Kai Peters '89
Kai Peters '89
WATER POLO / SWIMMING
Along with his friend Andy Bozzo, Kai Peters was a key component in rewriting the record books at RLS in both water polo and swimming. They easily formed the strongest one-two punch in both sports during their storied careers in the forest. Beginning in his freshman year, Kai set the school record in the 100 Breast (which only stood for five minutes before Andy Bozzo broke it!) and was a CCS qualifier. During his sophomore year he was All MTAL in water polo and set records in the pool earning co-MVP and co-Captain honors. He competed in a swim meet in China that year and won the 200 Breast event. As a junior more records and honors followed suit in both sports with All MTAL and co-Captain awards.

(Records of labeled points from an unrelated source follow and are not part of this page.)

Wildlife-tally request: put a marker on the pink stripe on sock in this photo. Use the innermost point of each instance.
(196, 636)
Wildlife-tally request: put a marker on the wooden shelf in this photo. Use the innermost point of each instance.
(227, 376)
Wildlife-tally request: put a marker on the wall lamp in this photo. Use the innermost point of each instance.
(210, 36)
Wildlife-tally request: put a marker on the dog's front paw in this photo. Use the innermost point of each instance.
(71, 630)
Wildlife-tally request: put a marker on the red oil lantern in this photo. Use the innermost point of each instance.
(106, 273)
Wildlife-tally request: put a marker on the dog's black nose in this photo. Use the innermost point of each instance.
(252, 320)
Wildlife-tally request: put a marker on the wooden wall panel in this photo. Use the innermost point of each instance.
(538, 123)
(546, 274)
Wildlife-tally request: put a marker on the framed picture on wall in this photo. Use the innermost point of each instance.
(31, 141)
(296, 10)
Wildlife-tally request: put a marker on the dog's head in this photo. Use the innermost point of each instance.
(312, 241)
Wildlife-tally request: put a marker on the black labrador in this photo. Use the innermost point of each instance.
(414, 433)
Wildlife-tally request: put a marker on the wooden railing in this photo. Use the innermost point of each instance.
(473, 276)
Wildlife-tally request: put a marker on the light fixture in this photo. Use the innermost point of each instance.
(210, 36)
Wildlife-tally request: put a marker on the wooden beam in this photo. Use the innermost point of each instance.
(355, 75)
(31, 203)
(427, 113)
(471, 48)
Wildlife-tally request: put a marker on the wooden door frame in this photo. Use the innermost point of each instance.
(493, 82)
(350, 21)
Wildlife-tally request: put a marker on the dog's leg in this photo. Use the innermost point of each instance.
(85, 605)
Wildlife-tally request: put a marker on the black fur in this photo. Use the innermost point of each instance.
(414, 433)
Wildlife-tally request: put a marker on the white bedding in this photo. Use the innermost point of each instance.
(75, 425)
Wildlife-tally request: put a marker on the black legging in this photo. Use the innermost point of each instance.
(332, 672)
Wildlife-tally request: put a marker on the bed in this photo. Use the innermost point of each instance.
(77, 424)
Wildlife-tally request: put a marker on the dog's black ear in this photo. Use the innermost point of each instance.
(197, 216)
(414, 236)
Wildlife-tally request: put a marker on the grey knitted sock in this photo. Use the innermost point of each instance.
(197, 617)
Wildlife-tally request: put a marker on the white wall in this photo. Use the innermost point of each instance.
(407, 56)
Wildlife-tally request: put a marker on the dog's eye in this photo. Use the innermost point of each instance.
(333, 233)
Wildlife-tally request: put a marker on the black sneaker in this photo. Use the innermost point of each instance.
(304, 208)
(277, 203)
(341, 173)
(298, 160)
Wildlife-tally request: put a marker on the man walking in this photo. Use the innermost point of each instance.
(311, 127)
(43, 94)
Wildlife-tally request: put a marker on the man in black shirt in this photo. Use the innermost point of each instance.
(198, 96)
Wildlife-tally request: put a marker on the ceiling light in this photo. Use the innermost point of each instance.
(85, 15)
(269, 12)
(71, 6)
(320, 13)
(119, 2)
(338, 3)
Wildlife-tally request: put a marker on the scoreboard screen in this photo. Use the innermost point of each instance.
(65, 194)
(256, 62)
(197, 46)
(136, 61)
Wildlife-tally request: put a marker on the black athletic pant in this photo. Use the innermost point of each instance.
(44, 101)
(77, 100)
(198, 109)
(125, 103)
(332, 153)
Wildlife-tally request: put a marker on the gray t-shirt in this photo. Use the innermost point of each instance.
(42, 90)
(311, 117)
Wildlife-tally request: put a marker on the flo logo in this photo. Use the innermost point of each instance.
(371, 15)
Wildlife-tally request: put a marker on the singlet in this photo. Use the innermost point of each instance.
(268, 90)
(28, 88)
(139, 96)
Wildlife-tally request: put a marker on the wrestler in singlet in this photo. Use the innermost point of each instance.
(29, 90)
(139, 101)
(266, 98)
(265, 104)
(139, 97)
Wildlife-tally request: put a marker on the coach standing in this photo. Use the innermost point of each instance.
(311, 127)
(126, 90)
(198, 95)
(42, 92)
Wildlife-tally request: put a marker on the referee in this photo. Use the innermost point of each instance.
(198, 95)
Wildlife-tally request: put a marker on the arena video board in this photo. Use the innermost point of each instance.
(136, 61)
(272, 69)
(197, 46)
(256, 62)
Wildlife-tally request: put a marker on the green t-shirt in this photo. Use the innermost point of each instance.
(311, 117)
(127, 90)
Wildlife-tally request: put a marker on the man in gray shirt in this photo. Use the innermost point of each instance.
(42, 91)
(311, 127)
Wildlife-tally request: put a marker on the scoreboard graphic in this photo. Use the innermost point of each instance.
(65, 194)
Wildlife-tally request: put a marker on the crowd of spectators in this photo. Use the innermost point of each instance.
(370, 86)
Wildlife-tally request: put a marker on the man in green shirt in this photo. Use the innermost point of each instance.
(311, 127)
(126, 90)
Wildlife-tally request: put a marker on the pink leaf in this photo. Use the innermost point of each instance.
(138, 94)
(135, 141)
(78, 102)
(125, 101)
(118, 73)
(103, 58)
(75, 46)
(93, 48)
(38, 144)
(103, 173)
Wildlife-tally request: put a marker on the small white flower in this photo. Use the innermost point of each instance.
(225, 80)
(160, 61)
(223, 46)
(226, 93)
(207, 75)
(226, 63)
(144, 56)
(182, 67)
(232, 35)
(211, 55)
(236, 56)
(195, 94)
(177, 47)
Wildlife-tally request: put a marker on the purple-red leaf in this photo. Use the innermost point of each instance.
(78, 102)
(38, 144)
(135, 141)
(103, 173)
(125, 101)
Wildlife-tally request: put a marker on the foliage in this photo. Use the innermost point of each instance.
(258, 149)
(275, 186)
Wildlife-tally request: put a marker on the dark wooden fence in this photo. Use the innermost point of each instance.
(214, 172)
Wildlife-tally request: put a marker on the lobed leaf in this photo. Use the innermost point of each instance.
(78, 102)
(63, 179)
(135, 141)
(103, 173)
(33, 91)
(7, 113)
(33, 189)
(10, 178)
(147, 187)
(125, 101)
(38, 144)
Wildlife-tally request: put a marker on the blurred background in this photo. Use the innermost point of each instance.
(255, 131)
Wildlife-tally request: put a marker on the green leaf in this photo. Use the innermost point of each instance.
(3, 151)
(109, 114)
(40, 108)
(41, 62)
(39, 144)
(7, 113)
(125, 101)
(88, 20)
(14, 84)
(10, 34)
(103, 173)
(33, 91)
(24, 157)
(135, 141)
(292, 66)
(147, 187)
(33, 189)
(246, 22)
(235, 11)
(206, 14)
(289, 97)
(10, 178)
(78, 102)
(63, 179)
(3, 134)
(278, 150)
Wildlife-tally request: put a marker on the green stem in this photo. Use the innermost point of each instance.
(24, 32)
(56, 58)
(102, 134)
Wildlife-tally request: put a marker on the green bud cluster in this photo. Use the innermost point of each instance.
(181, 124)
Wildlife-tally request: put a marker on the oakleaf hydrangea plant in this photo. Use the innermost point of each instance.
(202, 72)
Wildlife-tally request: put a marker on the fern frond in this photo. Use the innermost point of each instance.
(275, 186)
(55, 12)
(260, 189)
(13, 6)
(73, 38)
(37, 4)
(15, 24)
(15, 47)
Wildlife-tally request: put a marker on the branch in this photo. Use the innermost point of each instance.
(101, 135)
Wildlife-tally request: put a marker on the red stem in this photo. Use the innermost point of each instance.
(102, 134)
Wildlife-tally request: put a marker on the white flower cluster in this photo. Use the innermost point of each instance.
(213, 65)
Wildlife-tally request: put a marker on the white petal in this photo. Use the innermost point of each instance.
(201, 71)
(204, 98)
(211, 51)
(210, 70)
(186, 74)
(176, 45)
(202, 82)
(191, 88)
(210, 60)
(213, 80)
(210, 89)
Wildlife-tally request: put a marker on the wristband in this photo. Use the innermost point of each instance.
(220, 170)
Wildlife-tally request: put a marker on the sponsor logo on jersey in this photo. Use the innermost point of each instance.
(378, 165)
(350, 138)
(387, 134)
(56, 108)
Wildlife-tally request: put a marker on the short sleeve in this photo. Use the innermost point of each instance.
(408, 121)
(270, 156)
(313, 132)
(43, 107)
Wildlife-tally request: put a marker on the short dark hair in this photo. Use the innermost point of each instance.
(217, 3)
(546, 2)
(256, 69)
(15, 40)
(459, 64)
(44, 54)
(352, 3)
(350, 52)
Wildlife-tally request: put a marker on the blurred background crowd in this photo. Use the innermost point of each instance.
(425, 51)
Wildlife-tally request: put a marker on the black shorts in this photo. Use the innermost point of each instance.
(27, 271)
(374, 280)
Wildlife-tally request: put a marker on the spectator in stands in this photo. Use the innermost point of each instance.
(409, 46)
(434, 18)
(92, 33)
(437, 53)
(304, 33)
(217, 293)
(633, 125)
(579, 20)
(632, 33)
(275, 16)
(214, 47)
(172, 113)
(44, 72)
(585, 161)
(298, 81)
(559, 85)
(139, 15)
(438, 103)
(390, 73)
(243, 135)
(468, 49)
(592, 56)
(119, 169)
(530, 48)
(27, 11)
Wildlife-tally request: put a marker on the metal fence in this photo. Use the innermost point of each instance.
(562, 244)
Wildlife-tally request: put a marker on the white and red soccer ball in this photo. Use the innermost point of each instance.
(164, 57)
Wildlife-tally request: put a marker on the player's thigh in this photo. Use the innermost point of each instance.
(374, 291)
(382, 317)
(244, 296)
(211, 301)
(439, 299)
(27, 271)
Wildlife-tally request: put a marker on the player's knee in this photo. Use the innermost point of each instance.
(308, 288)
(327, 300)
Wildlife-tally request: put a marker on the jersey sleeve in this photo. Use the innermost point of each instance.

Kai’s senior year capped a marvelous high school career by leading the water polo team in scoring along with co-Captain, co-MVP, and All MTAL recognition. His water polo team was the first to make the CCS playoffs in the sport. In swimming, he set numerous event records including being a part of the 200 Medley Relay team which still holds the record today. Again, All MTAL honors followed and he competed in the CCS finals in both the 200 IM and the 200 Medley Relay. He earned All American status in swimming, was the class salutatorian, and won the Headmaster’s Award.
Swimming for UCSB for four years, Kai was a conference finalist numerous times in multiple events, won the Scholar Athlete Award, was part of Big West Conference championship teams 1989-93 and played on the water polo teams his freshman and senior years. A career lawyer, Kai coached at RLS from 1994-99.
I made some of the best friends of my life as an athlete at Stevenson. All of the practices, diving in the pool at 5:00 a.m., getting back from away games after 10:00 p.m., chlorine eyes, nicknames, plays, swims, laughs, good shots, bad shots, goals, blocks, steals, losses, tapering, shave-downs, broken noses, heartaches, desire to be as good as the other guy, desire to better than the other guy, wins, records, victories, and “white moments” all form the solid bedrock of lifelong friendships from being an athlete at Stevenson and brought me so much closer to my brother who was a senior when I was a freshman.
Being an athlete at Stevenson also taught me to be a leader, a follower, and a member of a team. Athletics was so valuable to develop us as young people into responsible and competitive adults with a sense of sportsmanship and an appreciation of the value of hard work and to appreciate the importance of trying to pass that along to teammates, younger kids as a coach, and to my kids as a father. It also taught me the value of being both best of friends and staunchest of competitors with teammates.
Being inducted into the Hall of Fame is flattering, rewarding, fun, and energizing. More than anything, though, it brings me again closer to a school that has meant so much to me and given me and my family so much in my life already.